A major problem in meta-analysis is combining p-values from different datasets, particularly in domains like genomics where high-dimensional data is frequently handled. Here's a summary of how to use a negative binomial-generalized linear model (NB-GLM) in your case with RNA-seq data:
First, individual analysis: Typically, you want to run the NB-GLM technique individually on each of your 100 datasets first. This is due to the possibility that every dataset has distinct qualities, which you should model separately in order to obtain precise p-values. In this step, genes that are significantly expressed in each dataset are identified by differential expression (DE) analysis.
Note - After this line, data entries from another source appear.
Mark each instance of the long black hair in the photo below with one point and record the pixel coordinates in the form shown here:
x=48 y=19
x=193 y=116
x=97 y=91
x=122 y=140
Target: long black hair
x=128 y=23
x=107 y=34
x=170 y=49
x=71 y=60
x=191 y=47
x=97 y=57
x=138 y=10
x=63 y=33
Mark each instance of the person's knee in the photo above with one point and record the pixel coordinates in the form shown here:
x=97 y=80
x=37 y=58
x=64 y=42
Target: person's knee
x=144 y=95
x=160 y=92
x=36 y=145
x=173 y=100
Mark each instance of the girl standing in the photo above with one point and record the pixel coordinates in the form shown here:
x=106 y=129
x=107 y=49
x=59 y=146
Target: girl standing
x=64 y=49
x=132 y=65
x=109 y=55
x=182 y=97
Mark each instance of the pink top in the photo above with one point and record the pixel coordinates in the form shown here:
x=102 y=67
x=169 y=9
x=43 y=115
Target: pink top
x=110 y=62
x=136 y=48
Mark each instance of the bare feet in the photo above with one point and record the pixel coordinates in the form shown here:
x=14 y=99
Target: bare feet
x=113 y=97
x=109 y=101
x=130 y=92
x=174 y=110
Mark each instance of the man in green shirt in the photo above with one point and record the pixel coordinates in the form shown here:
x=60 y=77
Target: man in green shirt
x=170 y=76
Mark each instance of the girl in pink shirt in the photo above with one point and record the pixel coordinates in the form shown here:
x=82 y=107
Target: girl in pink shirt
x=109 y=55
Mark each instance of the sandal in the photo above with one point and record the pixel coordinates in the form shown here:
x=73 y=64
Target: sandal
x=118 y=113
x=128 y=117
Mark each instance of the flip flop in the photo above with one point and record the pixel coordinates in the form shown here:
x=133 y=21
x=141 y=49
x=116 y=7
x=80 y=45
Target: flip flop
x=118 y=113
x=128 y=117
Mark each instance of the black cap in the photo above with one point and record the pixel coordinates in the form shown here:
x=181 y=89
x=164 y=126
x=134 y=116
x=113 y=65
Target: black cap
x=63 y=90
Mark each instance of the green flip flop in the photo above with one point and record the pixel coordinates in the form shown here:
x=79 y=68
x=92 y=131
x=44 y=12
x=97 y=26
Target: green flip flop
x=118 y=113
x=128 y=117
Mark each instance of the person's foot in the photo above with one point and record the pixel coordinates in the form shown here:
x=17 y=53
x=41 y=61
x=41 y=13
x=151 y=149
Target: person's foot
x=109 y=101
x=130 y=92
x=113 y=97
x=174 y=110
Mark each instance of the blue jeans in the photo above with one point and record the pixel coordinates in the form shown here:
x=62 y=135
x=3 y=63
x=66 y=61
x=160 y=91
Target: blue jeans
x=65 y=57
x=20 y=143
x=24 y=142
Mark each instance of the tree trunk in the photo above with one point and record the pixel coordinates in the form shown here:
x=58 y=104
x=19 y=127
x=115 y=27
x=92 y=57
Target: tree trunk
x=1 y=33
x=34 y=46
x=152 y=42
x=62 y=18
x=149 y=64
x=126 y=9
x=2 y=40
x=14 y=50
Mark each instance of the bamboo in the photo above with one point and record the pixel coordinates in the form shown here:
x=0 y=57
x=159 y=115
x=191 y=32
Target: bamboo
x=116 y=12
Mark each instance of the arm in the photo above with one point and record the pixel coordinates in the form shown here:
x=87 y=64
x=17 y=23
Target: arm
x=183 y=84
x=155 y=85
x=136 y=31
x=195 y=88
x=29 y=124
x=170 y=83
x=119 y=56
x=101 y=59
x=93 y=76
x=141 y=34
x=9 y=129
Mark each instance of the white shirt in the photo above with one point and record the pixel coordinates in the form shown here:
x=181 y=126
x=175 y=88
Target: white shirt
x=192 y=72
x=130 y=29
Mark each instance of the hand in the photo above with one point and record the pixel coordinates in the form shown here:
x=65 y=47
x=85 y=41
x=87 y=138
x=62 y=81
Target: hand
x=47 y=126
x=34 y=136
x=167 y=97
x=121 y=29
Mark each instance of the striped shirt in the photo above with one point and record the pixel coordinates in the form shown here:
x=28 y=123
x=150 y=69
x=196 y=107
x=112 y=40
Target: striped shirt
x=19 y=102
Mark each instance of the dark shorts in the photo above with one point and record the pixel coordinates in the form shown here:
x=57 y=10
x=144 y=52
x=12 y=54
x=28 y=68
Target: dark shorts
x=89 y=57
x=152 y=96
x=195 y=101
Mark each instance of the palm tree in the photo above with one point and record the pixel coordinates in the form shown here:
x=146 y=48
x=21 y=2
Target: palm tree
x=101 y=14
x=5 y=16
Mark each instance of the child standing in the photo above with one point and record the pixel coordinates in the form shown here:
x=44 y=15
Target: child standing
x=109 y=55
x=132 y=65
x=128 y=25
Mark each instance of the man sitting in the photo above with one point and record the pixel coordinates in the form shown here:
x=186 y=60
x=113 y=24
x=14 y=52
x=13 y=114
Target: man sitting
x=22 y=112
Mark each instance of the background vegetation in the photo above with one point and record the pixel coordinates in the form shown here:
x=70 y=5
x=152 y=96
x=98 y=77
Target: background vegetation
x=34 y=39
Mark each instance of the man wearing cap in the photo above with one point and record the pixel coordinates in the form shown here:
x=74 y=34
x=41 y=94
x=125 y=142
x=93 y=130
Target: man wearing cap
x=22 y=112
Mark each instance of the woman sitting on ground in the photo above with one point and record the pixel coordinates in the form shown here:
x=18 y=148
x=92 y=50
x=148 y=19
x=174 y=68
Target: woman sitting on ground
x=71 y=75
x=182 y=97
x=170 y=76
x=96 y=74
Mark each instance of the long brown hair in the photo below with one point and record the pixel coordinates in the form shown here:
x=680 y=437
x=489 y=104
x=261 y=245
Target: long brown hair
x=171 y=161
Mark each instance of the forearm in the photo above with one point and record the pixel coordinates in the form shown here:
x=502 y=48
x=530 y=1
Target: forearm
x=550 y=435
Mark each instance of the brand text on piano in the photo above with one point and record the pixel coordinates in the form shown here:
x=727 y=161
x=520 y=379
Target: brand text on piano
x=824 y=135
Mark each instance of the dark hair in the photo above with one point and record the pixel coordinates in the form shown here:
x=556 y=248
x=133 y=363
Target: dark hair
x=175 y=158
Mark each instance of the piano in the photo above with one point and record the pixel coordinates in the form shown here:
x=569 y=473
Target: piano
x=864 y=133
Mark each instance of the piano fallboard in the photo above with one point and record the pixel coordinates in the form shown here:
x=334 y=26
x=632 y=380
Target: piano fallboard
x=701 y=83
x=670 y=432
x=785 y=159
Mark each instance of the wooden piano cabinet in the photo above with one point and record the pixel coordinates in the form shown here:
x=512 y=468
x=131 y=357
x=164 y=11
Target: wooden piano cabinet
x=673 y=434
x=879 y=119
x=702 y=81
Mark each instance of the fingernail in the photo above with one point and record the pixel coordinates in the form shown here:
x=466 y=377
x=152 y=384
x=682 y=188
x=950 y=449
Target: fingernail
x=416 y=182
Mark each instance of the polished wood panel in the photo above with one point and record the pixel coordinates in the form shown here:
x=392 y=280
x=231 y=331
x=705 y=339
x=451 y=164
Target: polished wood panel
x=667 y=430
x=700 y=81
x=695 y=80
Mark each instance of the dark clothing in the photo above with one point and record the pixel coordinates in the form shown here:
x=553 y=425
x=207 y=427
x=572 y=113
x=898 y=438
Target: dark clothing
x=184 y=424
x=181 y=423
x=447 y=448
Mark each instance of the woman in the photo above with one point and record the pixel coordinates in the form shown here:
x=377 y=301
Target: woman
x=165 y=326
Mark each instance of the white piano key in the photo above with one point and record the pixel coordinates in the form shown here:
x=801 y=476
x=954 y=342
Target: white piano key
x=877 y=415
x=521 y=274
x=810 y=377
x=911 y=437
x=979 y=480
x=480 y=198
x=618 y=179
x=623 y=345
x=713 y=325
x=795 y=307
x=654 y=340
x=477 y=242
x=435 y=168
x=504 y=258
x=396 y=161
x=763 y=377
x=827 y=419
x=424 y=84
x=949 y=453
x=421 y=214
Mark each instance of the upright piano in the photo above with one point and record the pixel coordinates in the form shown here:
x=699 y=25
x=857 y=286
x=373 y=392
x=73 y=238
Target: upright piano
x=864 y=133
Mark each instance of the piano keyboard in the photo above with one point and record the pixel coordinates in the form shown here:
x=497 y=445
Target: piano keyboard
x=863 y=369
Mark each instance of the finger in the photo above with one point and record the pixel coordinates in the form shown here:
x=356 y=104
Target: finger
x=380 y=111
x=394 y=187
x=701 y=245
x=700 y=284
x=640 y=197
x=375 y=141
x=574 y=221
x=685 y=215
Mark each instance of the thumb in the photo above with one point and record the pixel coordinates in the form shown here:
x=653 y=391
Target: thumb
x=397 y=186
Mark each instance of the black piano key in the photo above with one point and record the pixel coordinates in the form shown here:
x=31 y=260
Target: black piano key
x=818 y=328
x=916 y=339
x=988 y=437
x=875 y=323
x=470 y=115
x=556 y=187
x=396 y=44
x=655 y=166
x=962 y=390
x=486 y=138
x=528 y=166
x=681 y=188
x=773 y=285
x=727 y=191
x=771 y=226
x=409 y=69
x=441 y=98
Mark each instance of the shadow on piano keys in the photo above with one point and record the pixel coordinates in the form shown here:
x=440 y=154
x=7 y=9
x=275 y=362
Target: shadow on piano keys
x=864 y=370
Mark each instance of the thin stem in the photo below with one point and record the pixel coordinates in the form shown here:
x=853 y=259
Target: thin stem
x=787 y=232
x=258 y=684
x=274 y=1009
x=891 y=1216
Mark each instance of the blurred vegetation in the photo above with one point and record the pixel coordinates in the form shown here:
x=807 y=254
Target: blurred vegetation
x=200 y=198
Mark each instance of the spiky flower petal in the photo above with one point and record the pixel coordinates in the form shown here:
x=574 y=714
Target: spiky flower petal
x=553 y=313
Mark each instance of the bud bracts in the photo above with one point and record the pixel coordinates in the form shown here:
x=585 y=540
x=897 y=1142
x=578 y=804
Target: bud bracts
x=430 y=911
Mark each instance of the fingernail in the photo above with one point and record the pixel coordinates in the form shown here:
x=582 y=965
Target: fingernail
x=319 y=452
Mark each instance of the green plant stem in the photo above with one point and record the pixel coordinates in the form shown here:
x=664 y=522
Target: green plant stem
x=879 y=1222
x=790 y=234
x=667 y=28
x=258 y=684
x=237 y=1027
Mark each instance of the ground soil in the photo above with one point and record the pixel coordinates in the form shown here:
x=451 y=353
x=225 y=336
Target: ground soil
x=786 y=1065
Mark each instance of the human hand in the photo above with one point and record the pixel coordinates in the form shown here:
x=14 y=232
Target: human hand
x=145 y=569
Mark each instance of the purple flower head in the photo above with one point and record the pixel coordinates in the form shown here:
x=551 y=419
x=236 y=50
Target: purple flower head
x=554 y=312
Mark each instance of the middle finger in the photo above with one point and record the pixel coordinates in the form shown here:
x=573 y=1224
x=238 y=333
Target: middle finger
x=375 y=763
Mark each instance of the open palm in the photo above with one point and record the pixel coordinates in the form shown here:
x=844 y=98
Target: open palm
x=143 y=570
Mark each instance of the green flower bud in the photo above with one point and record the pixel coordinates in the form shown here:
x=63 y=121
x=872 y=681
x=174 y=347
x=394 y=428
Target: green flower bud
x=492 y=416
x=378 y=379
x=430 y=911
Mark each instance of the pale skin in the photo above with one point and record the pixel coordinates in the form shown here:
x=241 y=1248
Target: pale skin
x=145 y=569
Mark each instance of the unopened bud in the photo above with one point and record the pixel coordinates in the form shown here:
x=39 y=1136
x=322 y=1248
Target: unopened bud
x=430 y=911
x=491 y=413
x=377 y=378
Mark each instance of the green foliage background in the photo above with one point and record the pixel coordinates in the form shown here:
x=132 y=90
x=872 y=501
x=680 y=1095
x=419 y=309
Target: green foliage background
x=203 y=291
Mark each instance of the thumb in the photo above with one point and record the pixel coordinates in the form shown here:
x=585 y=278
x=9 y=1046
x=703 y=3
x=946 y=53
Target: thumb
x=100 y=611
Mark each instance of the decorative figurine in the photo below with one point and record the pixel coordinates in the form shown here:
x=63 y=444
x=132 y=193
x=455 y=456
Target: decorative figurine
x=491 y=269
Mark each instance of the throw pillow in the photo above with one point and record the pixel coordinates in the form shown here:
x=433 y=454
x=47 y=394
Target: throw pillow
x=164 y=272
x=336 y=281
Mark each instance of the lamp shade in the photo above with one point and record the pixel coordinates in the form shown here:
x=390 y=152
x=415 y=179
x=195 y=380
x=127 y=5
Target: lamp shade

Combining P-values: The p-values must be combined following the completion of individual analysis. This can be challenging since p-values alone cannot always be trusted. P-values can be combined statistically using a number of techniques, such as:
- Fisher's Combined Probability Test: This technique applies a chi-square test after adding up the logarithms of the p-values.
- Stouffer's Method: This procedure entails accumulating Z-scores instead of p-values, then converting back to a Z-score.
- Methods for Meta-Analysis: Advanced techniques such as fixed-effects or random-effects meta-analysis may also be taken into consideration.
The approach you choose will rely on the type of hypothesis testing you plan to do as well as the assumption you wish to make regarding the homogeneity of your datasets.
Considerations for RNA-seq Data: The negative binomial distribution is usually employed since RNA-seq data frequently contain a large number of zeros (genes that are not expressed in many samples). Such data exhibit over-dispersion, which this distribution may manage. But before combining p-values, be sure the technique you use can deal with the unique features of RNA-seq data.
Implementation: These tasks can be implemented using built-in functions or packages from a number of statistical software packages and computer languages, such as R. For instance, in R, you might use functions like
metap to combine p-values and DESeq2 or edgeR for your individual NB-GLM studies.
Advice from a Statistician: Considering the intricacy and the significant consequences (your deadline), it could be prudent to seek advice from a statistician or bioinformatician experienced in RNA-seq data analysis. With consideration for the particulars of your data and research questions, they can offer more specialized guidance.